Pour Michel Bernard, dans Le Bon Cœur, l'histoire de Jeanne d'Arc commence par une gifle. Celle que le sire de Baudricourt, excédé, qui tient encore un minuscule territoire en bord de Meuse dans une France presque entièrement occupée par les Anglais, donne à une petite paysanne. Elle vient pour la deuxième fois lui demander des soldats afin de rétablir le roi sur le trône. Jeanne n'est pas folle, ce serait trop simple et le sire de Baudricourt le sait. Mais il sait aussi que cette époque de troubles est propice aux illuminés et aux faux prophètes. Pourtant, il finira par céder, comme tant d'autres après lui, à la volonté de cette étrange jeune fille "grande, carrée d'épaules, bien campée sur ses jambes, le visage ouvert, les yeux vifs, le regard profond".

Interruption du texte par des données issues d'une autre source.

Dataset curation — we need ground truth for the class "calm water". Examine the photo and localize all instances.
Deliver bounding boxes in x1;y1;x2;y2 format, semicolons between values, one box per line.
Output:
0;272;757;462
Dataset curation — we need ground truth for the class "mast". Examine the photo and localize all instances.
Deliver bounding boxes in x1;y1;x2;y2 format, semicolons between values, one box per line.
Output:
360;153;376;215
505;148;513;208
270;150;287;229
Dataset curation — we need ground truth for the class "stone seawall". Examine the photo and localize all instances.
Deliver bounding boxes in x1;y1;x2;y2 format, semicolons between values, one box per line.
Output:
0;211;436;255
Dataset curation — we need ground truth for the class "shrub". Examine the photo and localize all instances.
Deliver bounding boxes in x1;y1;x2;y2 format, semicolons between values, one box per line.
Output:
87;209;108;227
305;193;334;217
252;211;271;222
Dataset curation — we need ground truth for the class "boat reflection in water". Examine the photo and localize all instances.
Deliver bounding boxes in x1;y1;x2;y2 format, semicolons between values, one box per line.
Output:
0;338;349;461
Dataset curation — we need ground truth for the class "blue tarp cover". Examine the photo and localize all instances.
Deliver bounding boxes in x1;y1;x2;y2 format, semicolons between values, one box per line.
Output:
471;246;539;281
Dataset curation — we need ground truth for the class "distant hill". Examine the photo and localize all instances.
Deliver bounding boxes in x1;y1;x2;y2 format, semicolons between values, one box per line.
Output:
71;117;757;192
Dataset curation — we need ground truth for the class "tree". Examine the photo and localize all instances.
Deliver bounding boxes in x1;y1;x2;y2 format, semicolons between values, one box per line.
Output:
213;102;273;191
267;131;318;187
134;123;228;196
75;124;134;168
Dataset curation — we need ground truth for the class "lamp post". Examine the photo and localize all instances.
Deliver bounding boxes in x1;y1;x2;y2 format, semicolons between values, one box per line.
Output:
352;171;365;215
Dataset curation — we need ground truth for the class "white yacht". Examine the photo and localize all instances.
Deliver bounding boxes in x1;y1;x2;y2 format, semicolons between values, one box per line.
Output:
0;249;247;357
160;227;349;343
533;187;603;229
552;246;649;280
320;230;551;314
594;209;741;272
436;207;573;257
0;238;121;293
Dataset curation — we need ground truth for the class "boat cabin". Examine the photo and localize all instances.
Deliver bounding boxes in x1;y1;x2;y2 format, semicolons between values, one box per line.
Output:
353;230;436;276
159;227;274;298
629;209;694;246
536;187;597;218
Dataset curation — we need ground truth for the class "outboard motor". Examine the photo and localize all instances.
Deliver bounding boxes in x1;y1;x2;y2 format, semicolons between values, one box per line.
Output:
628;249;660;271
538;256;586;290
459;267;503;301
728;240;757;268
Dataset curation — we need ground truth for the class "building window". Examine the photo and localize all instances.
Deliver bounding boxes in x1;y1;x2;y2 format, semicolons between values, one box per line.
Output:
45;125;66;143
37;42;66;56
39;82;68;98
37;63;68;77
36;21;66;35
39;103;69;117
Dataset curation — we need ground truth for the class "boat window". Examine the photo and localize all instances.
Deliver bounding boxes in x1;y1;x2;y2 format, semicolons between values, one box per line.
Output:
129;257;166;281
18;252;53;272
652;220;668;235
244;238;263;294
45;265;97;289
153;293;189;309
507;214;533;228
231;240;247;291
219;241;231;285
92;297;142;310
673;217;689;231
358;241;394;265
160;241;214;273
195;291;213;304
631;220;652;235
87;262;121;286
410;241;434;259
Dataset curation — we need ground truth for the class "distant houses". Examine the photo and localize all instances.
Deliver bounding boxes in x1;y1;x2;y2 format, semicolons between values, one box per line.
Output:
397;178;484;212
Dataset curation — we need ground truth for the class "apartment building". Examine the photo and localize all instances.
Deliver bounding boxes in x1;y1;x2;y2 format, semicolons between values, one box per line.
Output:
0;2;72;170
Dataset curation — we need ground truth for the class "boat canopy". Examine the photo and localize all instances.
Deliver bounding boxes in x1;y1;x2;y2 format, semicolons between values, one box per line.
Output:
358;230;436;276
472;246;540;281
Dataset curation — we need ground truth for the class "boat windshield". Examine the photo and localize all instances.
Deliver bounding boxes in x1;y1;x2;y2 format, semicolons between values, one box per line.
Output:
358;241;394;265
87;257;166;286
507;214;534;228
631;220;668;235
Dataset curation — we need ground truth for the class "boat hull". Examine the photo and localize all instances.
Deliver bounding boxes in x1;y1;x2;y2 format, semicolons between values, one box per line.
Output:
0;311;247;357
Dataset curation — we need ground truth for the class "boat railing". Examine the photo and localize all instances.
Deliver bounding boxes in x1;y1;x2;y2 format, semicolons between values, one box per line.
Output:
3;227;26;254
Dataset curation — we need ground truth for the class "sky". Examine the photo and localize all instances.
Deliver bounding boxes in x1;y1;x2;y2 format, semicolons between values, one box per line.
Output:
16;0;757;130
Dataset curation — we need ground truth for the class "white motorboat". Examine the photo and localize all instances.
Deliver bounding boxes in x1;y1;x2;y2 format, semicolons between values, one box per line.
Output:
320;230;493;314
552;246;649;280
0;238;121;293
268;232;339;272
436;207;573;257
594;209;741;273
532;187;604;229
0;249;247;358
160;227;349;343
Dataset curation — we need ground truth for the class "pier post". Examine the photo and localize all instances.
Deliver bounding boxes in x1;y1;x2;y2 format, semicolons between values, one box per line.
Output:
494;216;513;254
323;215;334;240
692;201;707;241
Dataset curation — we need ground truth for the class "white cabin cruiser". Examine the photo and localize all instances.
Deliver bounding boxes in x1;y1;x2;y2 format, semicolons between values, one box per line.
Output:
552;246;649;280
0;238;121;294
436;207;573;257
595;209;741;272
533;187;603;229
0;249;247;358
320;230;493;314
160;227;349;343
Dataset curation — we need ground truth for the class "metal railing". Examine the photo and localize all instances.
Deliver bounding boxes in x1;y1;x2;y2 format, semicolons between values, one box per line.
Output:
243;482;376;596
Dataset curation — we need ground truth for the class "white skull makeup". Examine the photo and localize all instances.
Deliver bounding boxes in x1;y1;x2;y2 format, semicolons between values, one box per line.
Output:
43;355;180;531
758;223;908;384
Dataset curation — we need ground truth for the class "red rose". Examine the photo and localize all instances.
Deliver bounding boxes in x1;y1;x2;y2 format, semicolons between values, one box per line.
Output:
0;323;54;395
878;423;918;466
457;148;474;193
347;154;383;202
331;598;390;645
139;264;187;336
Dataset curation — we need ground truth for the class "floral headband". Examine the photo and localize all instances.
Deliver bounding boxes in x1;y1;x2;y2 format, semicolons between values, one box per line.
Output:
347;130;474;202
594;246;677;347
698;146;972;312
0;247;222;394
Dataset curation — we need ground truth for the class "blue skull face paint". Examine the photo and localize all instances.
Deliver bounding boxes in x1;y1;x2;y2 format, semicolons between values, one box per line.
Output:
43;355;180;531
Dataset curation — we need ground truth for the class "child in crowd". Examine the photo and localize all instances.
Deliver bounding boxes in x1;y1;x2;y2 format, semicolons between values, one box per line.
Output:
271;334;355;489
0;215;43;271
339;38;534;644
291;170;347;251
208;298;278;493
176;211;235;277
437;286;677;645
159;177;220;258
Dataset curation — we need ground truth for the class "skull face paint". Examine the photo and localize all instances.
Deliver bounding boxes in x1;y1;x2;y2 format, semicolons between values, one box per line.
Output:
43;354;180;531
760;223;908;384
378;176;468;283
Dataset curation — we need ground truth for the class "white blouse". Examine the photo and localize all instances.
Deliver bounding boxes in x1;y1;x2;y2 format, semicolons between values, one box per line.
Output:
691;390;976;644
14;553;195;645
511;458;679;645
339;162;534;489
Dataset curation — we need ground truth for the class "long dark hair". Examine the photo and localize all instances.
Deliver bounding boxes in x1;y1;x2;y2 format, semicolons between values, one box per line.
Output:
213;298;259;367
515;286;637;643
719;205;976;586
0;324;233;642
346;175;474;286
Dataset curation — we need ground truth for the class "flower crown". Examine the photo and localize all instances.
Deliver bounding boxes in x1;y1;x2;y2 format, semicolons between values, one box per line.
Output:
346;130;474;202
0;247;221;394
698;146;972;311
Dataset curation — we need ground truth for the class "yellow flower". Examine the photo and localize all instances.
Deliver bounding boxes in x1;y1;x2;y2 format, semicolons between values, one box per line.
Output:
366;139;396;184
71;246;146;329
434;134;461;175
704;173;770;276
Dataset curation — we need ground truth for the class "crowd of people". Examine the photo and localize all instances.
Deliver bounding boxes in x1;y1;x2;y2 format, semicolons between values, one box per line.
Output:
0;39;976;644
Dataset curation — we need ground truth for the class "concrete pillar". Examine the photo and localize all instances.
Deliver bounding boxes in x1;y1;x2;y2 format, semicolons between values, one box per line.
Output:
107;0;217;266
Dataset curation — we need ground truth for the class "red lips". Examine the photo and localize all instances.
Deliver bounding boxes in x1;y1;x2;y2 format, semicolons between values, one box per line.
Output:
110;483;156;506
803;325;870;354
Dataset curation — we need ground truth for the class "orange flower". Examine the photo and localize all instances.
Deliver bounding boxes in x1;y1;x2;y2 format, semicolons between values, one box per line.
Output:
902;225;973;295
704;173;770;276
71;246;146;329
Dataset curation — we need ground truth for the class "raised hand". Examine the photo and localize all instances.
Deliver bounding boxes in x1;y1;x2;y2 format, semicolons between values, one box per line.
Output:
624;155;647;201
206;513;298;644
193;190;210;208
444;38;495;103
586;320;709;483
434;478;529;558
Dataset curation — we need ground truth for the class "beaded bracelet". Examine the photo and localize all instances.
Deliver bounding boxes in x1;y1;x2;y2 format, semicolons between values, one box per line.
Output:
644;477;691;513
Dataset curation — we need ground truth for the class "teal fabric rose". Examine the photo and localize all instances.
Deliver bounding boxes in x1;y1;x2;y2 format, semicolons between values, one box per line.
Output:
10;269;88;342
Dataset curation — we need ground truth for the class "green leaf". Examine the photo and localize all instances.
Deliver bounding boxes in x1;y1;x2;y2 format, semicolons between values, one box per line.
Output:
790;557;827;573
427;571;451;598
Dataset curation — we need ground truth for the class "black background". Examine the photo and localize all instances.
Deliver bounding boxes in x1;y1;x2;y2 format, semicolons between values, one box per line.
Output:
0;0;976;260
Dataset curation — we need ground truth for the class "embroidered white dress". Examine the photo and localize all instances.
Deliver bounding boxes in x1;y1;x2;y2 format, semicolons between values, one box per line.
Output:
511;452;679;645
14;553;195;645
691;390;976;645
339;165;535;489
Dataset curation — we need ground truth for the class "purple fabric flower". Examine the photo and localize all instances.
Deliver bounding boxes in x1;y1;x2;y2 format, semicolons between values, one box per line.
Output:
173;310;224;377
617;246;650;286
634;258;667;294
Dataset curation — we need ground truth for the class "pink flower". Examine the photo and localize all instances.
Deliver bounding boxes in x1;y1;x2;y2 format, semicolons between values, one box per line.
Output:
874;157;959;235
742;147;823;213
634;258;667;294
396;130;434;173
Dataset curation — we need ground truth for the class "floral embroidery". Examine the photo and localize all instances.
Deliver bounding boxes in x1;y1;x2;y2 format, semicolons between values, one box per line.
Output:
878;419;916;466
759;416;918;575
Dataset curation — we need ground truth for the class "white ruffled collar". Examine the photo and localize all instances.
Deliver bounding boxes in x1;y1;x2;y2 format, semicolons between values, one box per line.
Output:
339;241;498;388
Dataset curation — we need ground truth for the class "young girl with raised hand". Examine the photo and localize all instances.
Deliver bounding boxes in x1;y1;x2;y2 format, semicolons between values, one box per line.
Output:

Le Bon Cœur n'apportera pas de révélations scandaleuses ou d'hypothèses hasardeuses sur Jeanne d'Arc. L'ambition romanesque de Michel Bernard est ailleurs : tout son talent est de nous faire revivre cette histoire que l'on connaît ou que l'on croit connaître tel un chroniqueur de cette époque. Il chante les paysages traversés avec un lyrisme discret et les batailles gagnées ou perdues avec une manière d'étonnement calme pour que Jeanne nous apparaisse comme elle est apparue à ses contemporains : évidente et insaisissable.
Le Bon Cœur est le roman d'une voix, celle d'une paysanne de dix-sept ans qui retint le royaume de France sur le bord de l'abîme, le sauva et en mourut. Elle changea le cours de l'histoire en réveillant dans le cœur usé des hommes la force de croire et d'aimer.